‘8. Amongst these there may be some who have been continuously in arms against the government, and who have shewn inveterate opposition to the last, but who are free from the suspicion of having put to death or injured Europeans who fell in their way.

‘9. To these men their lives are guaranteed and their honour; that is, in native acceptation—they will neither be transported across sea, nor placed in prison.

‘10. Probably the most easy and effectual way of disposing of them, in the first instance, will be to require that they shall reside in Lucknow under surveillance and in charge of an officer appointed for that purpose.

‘11. Their ultimate condition and place of residence may remain to be determined hereafter, when the chief-commissioner shall be able to report fully to the governor-general upon the individual character and past conduct of each.

‘12. There will be others who, although they have taken up arms against the government, have done so less heartily, and upon whom, for other causes, the chief-commissioner may not see reason to put restraint.
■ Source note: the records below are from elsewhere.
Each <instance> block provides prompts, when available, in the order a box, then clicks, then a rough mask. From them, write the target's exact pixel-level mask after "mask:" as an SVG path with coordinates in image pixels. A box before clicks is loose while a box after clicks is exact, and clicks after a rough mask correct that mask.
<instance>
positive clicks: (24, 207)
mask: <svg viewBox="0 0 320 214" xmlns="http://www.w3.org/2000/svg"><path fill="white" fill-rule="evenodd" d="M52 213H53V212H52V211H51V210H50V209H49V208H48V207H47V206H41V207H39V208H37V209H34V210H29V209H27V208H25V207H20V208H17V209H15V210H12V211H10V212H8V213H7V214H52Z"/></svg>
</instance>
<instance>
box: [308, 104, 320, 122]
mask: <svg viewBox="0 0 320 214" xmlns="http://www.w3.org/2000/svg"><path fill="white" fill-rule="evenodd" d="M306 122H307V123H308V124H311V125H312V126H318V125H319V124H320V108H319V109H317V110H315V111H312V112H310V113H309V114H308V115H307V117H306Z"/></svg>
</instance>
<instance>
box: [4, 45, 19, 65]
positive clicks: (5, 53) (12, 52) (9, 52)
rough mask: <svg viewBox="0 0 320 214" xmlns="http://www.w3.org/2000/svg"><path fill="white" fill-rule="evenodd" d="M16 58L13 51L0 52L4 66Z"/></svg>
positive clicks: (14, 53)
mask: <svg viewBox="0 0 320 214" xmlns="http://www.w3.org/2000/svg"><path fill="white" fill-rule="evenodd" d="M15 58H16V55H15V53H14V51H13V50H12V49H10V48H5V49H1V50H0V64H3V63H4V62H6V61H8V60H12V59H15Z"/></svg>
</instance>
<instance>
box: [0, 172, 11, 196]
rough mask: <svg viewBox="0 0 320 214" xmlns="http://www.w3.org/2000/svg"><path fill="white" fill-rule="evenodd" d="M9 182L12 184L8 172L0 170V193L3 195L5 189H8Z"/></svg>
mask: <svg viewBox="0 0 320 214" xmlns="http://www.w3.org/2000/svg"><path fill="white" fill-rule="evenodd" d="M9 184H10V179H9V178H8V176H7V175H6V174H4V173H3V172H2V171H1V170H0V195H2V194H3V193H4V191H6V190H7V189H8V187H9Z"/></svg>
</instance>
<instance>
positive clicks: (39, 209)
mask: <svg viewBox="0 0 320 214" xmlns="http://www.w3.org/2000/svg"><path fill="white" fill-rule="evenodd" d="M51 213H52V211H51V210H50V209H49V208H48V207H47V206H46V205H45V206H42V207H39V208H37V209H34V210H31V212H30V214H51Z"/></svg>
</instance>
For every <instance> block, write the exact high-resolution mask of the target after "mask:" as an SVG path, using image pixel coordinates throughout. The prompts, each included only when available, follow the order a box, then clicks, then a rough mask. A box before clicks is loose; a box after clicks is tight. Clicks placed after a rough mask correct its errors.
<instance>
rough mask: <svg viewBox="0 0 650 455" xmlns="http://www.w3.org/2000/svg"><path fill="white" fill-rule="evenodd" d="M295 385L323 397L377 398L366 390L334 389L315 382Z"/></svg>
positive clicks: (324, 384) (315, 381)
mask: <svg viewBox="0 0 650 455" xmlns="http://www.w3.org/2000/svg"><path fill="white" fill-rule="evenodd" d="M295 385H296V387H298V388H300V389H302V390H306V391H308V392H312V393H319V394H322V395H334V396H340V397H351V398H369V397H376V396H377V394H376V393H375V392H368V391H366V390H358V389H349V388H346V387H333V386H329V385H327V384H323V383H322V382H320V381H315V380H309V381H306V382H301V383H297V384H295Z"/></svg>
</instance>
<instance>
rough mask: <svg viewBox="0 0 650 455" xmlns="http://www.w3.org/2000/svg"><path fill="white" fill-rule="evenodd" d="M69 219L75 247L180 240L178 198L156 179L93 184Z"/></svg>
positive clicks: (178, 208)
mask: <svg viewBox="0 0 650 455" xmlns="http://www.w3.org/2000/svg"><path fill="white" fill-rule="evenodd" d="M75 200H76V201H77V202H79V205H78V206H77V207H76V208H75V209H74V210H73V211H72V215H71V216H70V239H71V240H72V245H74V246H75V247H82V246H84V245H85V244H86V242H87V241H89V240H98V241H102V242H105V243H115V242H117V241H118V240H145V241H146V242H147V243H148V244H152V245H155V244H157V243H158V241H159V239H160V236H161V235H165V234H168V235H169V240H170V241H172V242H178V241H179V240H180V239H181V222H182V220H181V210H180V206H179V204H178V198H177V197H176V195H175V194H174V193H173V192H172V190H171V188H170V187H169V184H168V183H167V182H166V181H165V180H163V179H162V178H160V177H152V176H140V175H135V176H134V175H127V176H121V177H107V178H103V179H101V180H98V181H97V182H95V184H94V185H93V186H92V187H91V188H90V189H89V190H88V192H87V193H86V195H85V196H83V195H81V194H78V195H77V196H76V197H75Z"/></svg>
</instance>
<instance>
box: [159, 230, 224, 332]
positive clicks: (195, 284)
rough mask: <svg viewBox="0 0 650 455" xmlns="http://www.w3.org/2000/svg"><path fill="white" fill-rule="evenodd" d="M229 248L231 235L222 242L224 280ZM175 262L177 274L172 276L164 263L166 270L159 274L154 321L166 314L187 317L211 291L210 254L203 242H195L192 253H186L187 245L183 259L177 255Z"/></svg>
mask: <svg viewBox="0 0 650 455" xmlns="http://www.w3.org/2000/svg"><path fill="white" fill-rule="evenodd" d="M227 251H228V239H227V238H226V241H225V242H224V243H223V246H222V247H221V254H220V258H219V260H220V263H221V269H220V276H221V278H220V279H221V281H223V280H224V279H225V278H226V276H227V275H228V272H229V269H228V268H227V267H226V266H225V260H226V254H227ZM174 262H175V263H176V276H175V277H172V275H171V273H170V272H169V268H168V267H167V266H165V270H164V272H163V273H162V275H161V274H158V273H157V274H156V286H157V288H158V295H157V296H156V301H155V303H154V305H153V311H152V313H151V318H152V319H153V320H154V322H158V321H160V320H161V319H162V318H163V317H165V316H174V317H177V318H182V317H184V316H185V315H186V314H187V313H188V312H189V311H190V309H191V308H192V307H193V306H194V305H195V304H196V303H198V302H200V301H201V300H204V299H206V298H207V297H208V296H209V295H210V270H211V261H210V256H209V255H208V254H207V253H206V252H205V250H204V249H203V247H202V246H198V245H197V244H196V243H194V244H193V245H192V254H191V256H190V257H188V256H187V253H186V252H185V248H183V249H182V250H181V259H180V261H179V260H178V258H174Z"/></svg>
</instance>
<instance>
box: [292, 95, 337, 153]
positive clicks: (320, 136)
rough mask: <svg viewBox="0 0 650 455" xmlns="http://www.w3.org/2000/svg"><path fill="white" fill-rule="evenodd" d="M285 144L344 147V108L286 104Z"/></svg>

These, after surrendering their arms, might be allowed to go to their homes, with such security for their peaceable conduct as the chief-commissioner may think proper to require.

‘13. One obvious security will be that of making it clearly understood by them, that the amount of favour which they shall hereafter receive, and the condition in which they shall be re-established, will be in part dependent upon their conduct after dismissal.

‘14. The permission to return to their homes must not be considered as a reinstatement of them in the possession of their lands, for the deliberate disposal of which the government will preserve itself unfettered.

‘15. There will probably be a third class, less compromised by acts of past hostility to the government, in whom the chief-commissioner may see reason to repose enough of confidence to justify their services being at once enlisted on the side of order, towards the maintenance of which in their respective districts they might be called upon to organise a temporary police.

‘16. The foregoing remarks apply to the thalookdars and chiefs of the province. As regards their followers who may make submission with them, these, from their numbers, must of necessity be dismissed to their homes. But before this is done, their names and places of residence should be registered, and they should receive a warning that any disturbance of the peace or resistance of authority which may occur in their neighbourhood, will be visited, not upon the individual offenders alone, but by heavy fines upon the villages.

‘17. I am to observe that the governor-general wishes the chief-commissioner to consider what has been above written as suggestions rather than instructions, and as indicating generally the spirit in which his lordship desires that the proclamation should be followed up, without tying down the action of the chief-commissioner in matters which may have to be judged under circumstances which cannot be foreseen.